One success was the mesclun mix (baby leaf lettuce). It grew wonderfully and people loved it. I thought I would composed salad "kits" of a sort that could be sold at a farmer's market and then I thought about some people who had small households; thus the idea of creating a Salad Share option for 2016 was born.
The Salad Share will consist of lettuce and some accompaniment vegetables/fruit depending on the season. 2 types of Mesclun mix will be grown for this purpose, kale, spinach, tatsoi, various kinds of head lettuce, radishes, carrots, salad onions, peppers, peas, tomatoes, and even fruit may find their way into the Salad Share as well. Each week should offer a new seasonal salad combination. I am excited about it already! This share will be distributed from May 2016 to October 2016 and if things go well I may even offer a winter salad share for 2017. Salad Share is $150 between now and January 1, 2016; after January 1, 2016 it will be $180. I only have space for a limited number of shares, so if you are interested be sure to contact me ASAP.
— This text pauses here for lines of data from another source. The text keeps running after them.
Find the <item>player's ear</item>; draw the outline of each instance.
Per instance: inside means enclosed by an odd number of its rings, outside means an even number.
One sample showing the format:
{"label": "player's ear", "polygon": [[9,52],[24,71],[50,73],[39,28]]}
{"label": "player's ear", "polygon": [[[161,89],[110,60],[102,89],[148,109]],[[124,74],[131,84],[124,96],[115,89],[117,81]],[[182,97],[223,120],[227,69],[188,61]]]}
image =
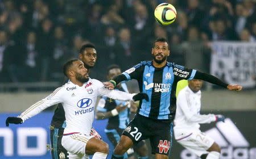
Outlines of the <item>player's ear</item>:
{"label": "player's ear", "polygon": [[76,76],[76,74],[75,73],[75,71],[71,70],[71,69],[69,70],[68,70],[68,74],[70,77],[74,77]]}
One of the failures I experienced were some spots that really received too little sun. Instead of losing this space, it got me thinking. I thought about doing my compost piles in these spaces, cooler weather loving plants, etc. It wasn't until I attended The Mother Earth News Fair in Topeka last month that it hit me. Mushrooms! These spaces will be the new home of Oyster mushrooms for my full share members in 2016. The Shiitake mushrooms will take longer to fruit, but hopefully those will be available for 2017.